Hyacinth Girleustacia_vye28 on March 24th, 2012 01:58 am (UTC)
I completely get it, though I've developed a chattier side. Not just because of what I do for a living. I'm an extroverted introvert, I think. There are times when I like being social with a handful of people I know, and I can look pretty hyper. The rest of the time? Gimme my netbook or a blank notebook and I'd happily live in my own head. I can debate Serious Issues with Jay, but there are also times when we just sit and watch TV without really engaging.
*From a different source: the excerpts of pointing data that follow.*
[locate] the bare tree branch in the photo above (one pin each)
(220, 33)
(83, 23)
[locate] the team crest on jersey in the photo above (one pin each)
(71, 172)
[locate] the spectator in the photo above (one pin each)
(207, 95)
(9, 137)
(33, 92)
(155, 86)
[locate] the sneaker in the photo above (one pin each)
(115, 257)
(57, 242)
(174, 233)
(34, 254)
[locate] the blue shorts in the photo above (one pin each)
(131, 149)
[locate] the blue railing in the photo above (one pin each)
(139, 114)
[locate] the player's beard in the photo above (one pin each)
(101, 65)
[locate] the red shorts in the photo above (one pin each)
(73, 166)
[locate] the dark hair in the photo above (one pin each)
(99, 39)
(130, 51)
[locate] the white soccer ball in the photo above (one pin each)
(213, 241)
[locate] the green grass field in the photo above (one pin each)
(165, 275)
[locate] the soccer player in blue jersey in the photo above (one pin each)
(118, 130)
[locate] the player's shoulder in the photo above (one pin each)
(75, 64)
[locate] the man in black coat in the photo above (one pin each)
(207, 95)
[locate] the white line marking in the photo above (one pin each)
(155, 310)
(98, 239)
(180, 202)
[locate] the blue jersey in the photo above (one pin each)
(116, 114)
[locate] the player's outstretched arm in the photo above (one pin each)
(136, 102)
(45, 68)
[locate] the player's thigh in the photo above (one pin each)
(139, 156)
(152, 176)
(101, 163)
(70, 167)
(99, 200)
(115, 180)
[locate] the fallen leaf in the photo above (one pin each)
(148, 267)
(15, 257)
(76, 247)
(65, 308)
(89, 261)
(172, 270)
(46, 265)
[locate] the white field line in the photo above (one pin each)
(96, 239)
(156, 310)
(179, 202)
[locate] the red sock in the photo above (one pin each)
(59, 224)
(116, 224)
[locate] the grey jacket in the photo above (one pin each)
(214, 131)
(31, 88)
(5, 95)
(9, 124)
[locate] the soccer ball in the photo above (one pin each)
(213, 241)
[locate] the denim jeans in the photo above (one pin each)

You only need therapy if it's disabling or interfering with functioning in some way. Which it doesn't, so you're fine. :)
Carrie Leigh: Pretty Pansycarrie_leigh on March 24th, 2012 04:21 am (UTC)
Thank you, Medical Professional. I appreciate the validation!
Hyacinth Girleustacia_vye28 on March 24th, 2012 07:19 am (UTC)
You're very welcome! Human behavior exists on a continuum. Only the truly far extremes tend to cause distress. :)
(Anonymous) on March 24th, 2012 04:55 am (UTC)
But your snarky comments are so dead on...
And I don't mean that in a bad way. You've got a blazing fast bullshit meter and you respond when it goes off. So much of human interaction is superficial because it must be. Being open and honest with every "person" you encounter in life would be unbearably exhausting. But I think I look at "persons" a bit differently, given my own life experiences - which is what my brief majoring in Psychology taught me to call a "perceptual set". I am fascinated by people. In general and in specific instances. I am generally inclined to think the average person is so much better than I am: kinder, more spiritually aware, healthier emotionally, more gifted. I think you catch the overall tone here. I am an other-directed person who pays less attention to self than a self-directed person. In my family, everything thing was in your face... all the time... no OFF switch. I have higher tolerance, I suppose, for the foibles of humanity. What I admire most about you is the relationship you've created with your family and your life partner. You have both figured out that relationships are managed, as anything long term must be, and have found a respectful and fulfilling way to be a team. I never saw anything like that growing up. So, I echo the thoughts of others, here. You are quite, quite normal. I hope that isn't a disappointment, dear, as it makes you no less interesting or original.

Melanie
Carrie Leigh: whistle hamlet's soliloquycarrie_leigh on March 28th, 2012 12:37 pm (UTC)
Re: But your snarky comments are so dead on...
I like the term, "Blazing Fast Bullshit Meter." I think everyone should use it.

Thanks for thinking I'm normal, and thanks for weighing in. You are, as ever, one of the most interesting people I know.